Last evening, there were a few hybrid earthquakes and an episode of tremor between 7 pm and 10 pm. There were some more small earthquakes between 4 am and 5 am, and then another tremor episode which culminated in a pyroclastic flow episode down Mosquito Ghaut and into the Gages valley. Some reports were received of small explosions associated with the onset of these flows, and some thunder and lightning occurred in the associated ash clouds.
The tiltmeter shows a continuation of the same pattern, although the time between periods of higher activity has been longer today. In total, only 9 rockfall signals and 32 hybrid earthquakes were recorded by the seismic network today. No long period or volcano-tectonic events were recorded.
Observations from helicopter flights today showed that the flows of this morning reached Harris' and Gages village. There were also minor flows in the upper reaches of Tuitt's Ghaut and also over the Galway's Wall. Brief views of the dome above Mosquito Ghaut and Fort Ghaut showed that the scar formed by the major flows of last week is now approximately three quarters full, and that there are two small spines in the area of new growth. A large new extrusion was seen on the dome flanks above the Gages Wall.
It seems likely that the cyclic nature of the activity will continue with repeated periods of pyroclastic flows giving rise to ash clouds away from the volcano, and thus people in the safe zones should stay alert and listen to Radio Montserrat. The pyroclastic flows may travel further than before. The current area of pyroclastic flow activity makes Mosquito Ghaut and Gages the most likely pathways, but further flows in Tuitt's, Tar River or White River are probable as well. Much of Mosquito Ghaut and Fort Ghaut are filled with material which will enable the surge component of any flow to spread more easily over a larger area. Access to Plymouth is completely restricted.
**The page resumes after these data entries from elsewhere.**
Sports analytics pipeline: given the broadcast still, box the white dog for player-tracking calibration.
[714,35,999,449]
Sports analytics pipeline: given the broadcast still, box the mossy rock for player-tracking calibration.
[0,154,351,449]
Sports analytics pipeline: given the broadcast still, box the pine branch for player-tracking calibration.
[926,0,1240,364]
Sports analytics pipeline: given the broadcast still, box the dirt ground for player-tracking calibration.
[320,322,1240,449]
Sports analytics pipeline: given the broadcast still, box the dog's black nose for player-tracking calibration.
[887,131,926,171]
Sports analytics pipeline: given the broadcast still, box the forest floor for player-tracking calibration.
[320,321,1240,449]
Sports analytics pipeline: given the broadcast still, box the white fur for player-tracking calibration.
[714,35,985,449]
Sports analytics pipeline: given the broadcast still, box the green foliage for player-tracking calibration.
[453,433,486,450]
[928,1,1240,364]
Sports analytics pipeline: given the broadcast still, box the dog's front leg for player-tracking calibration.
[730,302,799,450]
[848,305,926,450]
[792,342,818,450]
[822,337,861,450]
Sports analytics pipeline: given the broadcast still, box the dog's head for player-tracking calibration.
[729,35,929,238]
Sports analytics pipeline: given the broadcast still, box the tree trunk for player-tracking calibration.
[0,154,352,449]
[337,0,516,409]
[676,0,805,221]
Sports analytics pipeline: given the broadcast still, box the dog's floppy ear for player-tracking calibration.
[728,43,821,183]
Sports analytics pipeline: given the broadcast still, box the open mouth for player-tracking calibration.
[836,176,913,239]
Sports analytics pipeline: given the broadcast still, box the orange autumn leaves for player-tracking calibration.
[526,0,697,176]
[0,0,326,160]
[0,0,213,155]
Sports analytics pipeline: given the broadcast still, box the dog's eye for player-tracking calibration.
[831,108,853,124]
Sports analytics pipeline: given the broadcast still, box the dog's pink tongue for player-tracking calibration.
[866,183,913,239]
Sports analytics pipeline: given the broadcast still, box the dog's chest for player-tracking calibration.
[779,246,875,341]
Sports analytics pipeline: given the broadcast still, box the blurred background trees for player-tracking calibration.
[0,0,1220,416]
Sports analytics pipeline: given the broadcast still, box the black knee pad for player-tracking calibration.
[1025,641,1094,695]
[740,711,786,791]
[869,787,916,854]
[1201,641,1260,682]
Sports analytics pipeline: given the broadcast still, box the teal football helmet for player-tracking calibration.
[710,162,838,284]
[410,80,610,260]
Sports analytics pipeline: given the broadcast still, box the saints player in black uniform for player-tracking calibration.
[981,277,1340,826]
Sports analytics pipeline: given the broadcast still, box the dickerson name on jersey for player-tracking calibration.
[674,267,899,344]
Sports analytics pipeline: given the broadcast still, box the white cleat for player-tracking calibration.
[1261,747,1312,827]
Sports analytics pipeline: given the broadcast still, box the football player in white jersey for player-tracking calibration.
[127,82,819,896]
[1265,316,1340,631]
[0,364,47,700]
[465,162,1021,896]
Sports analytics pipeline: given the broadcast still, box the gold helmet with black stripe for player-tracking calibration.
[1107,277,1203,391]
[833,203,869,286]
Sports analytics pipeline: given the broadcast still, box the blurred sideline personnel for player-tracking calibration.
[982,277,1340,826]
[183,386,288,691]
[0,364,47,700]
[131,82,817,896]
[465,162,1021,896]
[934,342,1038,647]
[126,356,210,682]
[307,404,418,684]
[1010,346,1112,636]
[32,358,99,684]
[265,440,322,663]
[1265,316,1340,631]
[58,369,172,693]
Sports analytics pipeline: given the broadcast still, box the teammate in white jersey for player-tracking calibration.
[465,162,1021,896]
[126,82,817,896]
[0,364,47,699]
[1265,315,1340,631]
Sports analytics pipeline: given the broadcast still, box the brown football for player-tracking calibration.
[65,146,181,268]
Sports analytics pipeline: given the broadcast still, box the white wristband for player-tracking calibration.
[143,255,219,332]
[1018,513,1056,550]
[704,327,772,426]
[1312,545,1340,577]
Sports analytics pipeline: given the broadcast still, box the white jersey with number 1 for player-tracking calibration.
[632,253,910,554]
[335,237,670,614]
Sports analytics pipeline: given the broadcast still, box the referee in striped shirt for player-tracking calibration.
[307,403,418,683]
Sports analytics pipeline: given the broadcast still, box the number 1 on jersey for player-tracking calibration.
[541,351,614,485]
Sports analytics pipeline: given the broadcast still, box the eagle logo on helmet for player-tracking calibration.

Zones A and B are extremely dangerous and nobody should go into these areas at all.
The Belham River valley is very dangerous. It may provide a pathway for further pyroclastic surges and there is also a risk of hot mudflows which may form rapidly if there is a period of heavy rain. Mudflows travel extremely fast and may be near boiling point, they may extend much further along the Belham River valley than the pyroclastic surges.
The pyroclastic flow and surge deposits will remain extremely hot for several days. Residents must not approach, attempt to handle or walk on the deposits because of the risk of severe burning.
There is likely to be some re-suspension of ash in the air today especially if it does not rain. Residents and workers are urged to wear a dust mask.
The airport is closed today and will remain closed until further notice.